Bu nedenle III. Enternasyonal’in bundan sonraki görevi Doğu halkları arasında devrim ocakları kurmak olmalıdır.

Coğrafi konumu nedeniyle Asya ile Avrupa’yı birleştiren Türkiye, kapitalizmin doğrudan zulmü altında kalmış ve bu, gelecek dünya devrim hareketinde şerefli bir görev yükümlenmesini kaçınılmaz kılmıştır.
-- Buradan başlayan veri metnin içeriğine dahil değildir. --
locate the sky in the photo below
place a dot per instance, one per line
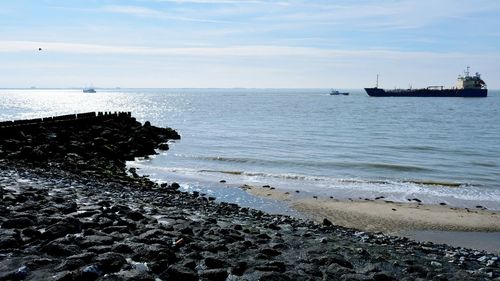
(247, 43)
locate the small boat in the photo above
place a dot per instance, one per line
(337, 93)
(89, 90)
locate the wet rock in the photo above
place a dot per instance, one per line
(327, 222)
(67, 226)
(274, 277)
(21, 222)
(110, 262)
(218, 274)
(239, 268)
(214, 263)
(179, 273)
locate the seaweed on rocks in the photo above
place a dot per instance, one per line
(73, 213)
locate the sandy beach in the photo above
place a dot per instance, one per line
(388, 217)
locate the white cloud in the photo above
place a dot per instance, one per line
(147, 12)
(231, 51)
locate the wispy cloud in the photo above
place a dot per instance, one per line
(153, 13)
(232, 51)
(245, 2)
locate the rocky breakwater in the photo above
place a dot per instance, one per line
(71, 212)
(89, 144)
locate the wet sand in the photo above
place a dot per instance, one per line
(389, 217)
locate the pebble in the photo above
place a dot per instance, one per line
(96, 222)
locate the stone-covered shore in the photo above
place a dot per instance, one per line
(69, 210)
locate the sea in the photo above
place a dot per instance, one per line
(436, 150)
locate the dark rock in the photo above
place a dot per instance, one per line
(274, 277)
(179, 273)
(327, 222)
(270, 252)
(32, 233)
(21, 222)
(66, 226)
(135, 215)
(214, 263)
(163, 146)
(110, 262)
(91, 272)
(8, 243)
(57, 248)
(239, 268)
(219, 274)
(383, 276)
(355, 277)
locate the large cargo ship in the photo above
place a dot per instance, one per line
(467, 87)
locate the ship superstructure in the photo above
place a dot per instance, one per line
(467, 86)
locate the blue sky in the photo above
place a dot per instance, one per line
(252, 43)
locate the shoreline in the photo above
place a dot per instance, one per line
(71, 211)
(396, 218)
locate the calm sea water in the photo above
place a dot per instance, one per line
(434, 149)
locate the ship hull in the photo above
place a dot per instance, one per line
(462, 93)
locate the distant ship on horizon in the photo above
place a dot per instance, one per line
(467, 87)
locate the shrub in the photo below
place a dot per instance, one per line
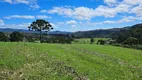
(3, 37)
(92, 40)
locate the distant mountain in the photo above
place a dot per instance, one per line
(96, 33)
(26, 31)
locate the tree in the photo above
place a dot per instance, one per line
(16, 36)
(101, 42)
(3, 37)
(40, 26)
(131, 41)
(92, 40)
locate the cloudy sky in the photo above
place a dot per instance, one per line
(71, 15)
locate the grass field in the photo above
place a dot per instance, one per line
(87, 40)
(35, 61)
Türk proletaryasının bütün gücüyle dünya sosyalist devriminin savunusuna ve gelişimine katılacağı güvenci içersindeyiz.

Mustafa Suphi

*Üçüncü Enternasyonal veya Komünist Enternasyonal (veya kısaltmasıyla Komintern) Birinci Kongresi 2-6 Mart 1919 tarihlerinde Moskova’da toplandı. Temmuz 1918’da Kazan’da toplanan Türk Sol Sosyalistleri Konferansı’nda kurulmuş olan merkezi heyetin temsilcisi olarak Mustafa Suphi bu kongreye Türkiye proletaryasını temsilen katıldı ve burada yayınlamakta olduğumuz konuşmayı yaptı.